Sebastian Urbanski Sie bringt damit das Leben von ihrem Begleiter Iven Johns durcheinander, der sie damals vor dem Deichbruch rettete, dann in die Wohngemeinschaft brachte und nun wieder in das Dorf mit dem durchbrochenen Deich zurückbringt. Das Dorf hält ihren Vater für einen missverstandenen Messias, zu dem sie eine Hassliebe empfinden. Er hat versucht das Dorf zu retten, aber das Wasser war mächtiger. Das Wasser wurde zum Mörder und riss Bewohner und Haustiere mit sich.
Franziska Kleinert Iven Johns ist ein böser Typ. Weil er sie einfach zurück in die Wohngruppe schickt und sagt: Verschwinde, geh dahin, wo du hergekommen bist! Ich spiel ne Möwe in der Kneipe da und nen Priester und die Wohngruppenleitung und Sabine, die Lady First, und die Polizei. Mein Auftritt ist mit der Tatort-Musik. Mich interessieren Mord und Wasserleichen und so. Mich interessieren daran die Blutspuren und das Untersuchen mit nem Koffer und nem Puschel – Spurensicherung! Wer ist der Täter?
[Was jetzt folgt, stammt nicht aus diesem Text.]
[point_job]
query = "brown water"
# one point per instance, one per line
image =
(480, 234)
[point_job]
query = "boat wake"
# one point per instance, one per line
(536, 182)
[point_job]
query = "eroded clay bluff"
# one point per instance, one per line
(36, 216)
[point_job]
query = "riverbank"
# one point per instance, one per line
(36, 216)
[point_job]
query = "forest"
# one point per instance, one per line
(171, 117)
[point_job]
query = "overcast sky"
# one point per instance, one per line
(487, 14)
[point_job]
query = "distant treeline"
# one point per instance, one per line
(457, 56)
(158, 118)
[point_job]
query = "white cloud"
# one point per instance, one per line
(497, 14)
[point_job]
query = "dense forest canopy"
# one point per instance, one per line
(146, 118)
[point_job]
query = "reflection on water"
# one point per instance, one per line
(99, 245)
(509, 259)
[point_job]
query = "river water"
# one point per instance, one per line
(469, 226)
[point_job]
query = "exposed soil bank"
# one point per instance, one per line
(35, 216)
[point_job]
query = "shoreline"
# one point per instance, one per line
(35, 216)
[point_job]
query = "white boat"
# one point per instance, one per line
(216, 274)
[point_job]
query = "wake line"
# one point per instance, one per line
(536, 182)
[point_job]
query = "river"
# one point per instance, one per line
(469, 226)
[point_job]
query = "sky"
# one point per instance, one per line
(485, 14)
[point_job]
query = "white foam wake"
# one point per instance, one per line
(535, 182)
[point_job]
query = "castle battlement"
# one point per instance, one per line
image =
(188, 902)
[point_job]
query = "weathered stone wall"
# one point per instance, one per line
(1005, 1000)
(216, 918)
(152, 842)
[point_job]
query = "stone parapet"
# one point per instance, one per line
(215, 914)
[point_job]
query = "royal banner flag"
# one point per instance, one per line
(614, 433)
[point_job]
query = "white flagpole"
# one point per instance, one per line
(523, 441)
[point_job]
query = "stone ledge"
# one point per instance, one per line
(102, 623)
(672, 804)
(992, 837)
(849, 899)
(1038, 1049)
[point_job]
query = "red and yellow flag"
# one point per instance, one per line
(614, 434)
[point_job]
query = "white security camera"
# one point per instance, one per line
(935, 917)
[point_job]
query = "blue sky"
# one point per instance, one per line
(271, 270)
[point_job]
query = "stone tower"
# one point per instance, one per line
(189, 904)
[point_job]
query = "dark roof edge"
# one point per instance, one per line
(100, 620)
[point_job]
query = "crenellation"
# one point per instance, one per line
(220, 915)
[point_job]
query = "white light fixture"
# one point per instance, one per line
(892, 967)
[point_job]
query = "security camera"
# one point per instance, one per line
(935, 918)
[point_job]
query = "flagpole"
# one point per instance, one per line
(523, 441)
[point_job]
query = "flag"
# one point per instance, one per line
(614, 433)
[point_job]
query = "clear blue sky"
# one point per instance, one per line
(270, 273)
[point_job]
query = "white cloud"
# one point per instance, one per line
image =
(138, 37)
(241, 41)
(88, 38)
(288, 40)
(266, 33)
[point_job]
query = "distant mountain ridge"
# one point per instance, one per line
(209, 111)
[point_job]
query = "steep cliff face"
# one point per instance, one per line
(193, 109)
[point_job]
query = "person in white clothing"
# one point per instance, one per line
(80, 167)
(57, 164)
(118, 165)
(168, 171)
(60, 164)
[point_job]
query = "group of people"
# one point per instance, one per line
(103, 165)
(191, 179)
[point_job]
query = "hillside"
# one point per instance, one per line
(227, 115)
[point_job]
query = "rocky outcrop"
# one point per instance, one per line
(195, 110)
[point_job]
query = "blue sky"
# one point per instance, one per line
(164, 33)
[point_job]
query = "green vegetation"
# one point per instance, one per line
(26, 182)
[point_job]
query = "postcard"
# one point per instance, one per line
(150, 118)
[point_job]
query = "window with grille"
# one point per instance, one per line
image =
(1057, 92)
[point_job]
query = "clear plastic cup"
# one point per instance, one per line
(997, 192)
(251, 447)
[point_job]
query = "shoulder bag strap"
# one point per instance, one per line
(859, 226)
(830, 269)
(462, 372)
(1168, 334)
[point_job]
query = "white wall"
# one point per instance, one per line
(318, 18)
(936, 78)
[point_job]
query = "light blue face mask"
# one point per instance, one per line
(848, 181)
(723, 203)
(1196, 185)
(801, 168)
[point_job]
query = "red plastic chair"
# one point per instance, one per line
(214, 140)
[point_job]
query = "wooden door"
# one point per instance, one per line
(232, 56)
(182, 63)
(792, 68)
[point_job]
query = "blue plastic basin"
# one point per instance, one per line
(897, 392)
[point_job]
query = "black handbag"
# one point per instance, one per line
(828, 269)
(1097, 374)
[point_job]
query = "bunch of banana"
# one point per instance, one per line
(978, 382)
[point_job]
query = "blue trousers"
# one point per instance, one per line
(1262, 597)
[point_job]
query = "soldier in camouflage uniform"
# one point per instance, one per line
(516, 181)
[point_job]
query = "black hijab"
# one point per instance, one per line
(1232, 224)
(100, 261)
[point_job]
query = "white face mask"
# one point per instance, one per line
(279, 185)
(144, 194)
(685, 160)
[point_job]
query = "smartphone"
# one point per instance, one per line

Was nimmst du von der Produktion mit?
Hieu Pham Ich nehme die Helligkeit der Geschichte mit, die bleibt bei mir.
Moritz Höhne Ich arbeite hier gern. Mit meinem Freund Gockel.
Zora Schemm Gockel ist ein ganz guter Regisseur. Fröhlichkeit ist auch immer ganz gut! Auf jeden Fall macht es mir Spaß. Mit Manuel sowieso.
Franziska Kleinert Die Leute beim Verkabeln sind auch nett. Die Drehbühne kenn' ich schon von Der gute Mensch von Downtown im RambaZamba.
Sebastian Urbanski Max Reinhardt hat mit dem eleganten sowie modernen DT einen Meilenstein für mich und andere Spieler erreicht. Es war mir eine Ehre!
Was ist bei den Proben im DT anders als im RZt?
Moritz Höhne Hier haben wir eine große Bühne. Alles ist größer. Sonst nichts.
Zora Schemm Eigentlich genau gleich – beides gut.
Frankziska Kleinert RambaZamba ist klein und Deutsches Theater groß und beides ist gut.
Was soll das Publikum beim Zuschauen fühlen?
Zora Schemm Sie werden dann gefesselt davon.
Sebastian Urbanski Das Stück ist ein Appell: Sie sollen verstehen, dass die Natur gegen seine Zerstörung zurückschlagen kann!
Hieu Pham Sie sollen traurig mitfühlen und am Ende glücklich sein.
Frankziska Kleinert Sie sollen bei der Spurensuche mitmachen! Und sich gruseln.
Moritz Höhne Bitte keine Angst! Nur Lachen.
Die Fragen stellte Joy von Wienskowski.